The term \(\binom{5}{L-n_E-n_L}\frac{L!}{n_E! n_L!}\) means:
1) if there are \(n_E\) letters \(E\) and \(n_L\) letters \(L\) in the word, then one needs to complete the \(L\)-letter word with \(L-n_E-n_L\) letters -> choose as many from a set of 5 different letters.
2) now you have \(L\) letters at hand. There are \(L!\) permutations of those letters, and there might be same elements because there might be several \(E\)'s and several \(L\)'s.

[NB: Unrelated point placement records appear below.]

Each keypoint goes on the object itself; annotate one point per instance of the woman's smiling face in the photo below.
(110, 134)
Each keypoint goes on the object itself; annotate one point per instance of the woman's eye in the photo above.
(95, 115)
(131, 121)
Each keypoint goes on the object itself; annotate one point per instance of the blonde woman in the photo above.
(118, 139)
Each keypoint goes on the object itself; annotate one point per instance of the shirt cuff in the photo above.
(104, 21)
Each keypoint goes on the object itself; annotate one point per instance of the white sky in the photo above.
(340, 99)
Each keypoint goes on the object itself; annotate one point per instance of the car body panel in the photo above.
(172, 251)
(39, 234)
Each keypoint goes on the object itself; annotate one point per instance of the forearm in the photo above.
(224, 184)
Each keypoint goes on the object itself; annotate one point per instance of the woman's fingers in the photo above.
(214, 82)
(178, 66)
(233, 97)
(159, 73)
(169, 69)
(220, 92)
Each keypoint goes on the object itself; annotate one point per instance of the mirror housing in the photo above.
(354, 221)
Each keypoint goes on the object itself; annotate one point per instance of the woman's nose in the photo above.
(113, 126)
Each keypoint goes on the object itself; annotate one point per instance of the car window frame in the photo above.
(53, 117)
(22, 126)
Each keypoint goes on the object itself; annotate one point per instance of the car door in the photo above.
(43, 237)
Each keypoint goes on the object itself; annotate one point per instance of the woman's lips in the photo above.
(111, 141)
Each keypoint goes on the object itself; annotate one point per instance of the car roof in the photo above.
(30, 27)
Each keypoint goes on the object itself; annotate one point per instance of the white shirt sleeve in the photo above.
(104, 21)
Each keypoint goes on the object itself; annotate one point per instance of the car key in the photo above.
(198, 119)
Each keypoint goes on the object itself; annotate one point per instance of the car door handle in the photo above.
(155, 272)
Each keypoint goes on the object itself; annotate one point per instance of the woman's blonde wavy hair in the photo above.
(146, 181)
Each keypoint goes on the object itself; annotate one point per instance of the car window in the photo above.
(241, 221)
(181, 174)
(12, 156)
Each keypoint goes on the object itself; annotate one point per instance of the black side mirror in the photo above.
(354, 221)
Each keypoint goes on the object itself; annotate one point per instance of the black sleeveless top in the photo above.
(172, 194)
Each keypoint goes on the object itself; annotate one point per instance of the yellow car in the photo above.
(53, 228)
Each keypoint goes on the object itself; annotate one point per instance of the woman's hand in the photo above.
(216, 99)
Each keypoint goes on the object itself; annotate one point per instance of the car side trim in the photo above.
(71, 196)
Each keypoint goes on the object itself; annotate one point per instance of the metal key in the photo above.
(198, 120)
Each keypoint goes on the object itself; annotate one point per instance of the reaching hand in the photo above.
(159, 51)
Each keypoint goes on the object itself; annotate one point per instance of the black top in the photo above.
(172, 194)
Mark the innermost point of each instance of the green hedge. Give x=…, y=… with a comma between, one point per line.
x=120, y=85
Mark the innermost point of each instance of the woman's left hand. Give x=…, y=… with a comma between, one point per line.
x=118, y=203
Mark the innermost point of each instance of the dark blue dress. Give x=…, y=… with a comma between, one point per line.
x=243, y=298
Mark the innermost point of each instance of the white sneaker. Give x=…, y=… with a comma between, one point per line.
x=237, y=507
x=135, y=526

Divide by \(n_E!\) and by \(n_L!\).

Answer 33

Case 3: Two same, two same, one different.\[\frac{5!}{2!2!}\cdot 6=180\]

Answer 34

Two same3 different = 1200?

Answer 35

None same = 2520?

Answer 36

Was that all @ParthKohli

Answer 37

Case 4: Two same, three different.\[\frac{5!}{2!}\binom{2}2 \binom{6}{3}=2400\]Case 5: All different.\[\binom{7}55!=2520\]

Answer 38

How you're getting 8130 is something I've got no idea about.

Answer 39

The answer's 8130 in the book

Answer 40

Did we at least get the four-letter part right?

Answer 41

https://www.quora.com/In-how-many-ways-can-5-letters-be-taken-from-the-word-Mississippi
https://www.quora.com/How-many-4-letter-words-can-be-formed-by-the-word-MISSISSIPPI

Answer 42

Dont know @ParthKohli

Answer 43

@ParthKohli Your Case 3 should be \(\frac{5!}{2!2!}5\) because there are \(5\) letters remaining that are neither E or L.

Answer 44

When you sum your separate cases with this correction, you obtain my answer (and the computer's answer) : 6610.

Answer 45

@FaiqRaees

Answer 46

@reemi @ParthKohli Your Case 3 should be \(\frac{5!}{2!2!}5\) because there are \(5\) letters remaining that are neither E or L.
If they are neither E nor L then it should be 5! = 120

Answer 47

@reemi they have already been included in the distinct cases

Answer 48

This "Case 3" deals with the words "2 same, 2 same, 1 different".
The "2 same" and "2 same" must be E,E and L,L. Therefore, the "1 different" must be a letter from the 5 others. -> choose 1 letter from a set of 5 letters. -> 5 choices.
-> permute: 5!
-> divide by 2! * 2!.
-> number of such words \(\frac{5!}{2!2!}\times 5 = 150\).

Answer 49

Oh that one

Answer 50

\[
\underbrace{\frac{5!}{2!2!}}_{\text{different permutations of the word}}\times \underbrace{5}_{\text{number of ways to make a choice of letters to verify "Case 3"}}
\]

Answer 51

so, if you correct 180 to 150, the big total is 6610.

Answer 52

Case 2: Three same, two different.
"Three same" must be "three \(E\)".
Two different: the letters can be from {T,P,H,O,N} and {L} : it's okay if L appears once or not at all. -> {T,P,H,O,N,L} has 6 six letters.

-> 3 \(E\) 's, 2 other letters : there are \(\binom{6}{2}\) ways to choose them.
-> different permutations of the set of letters chosen: \(5! / 3!\) because ther eare 3 \(E\) 's.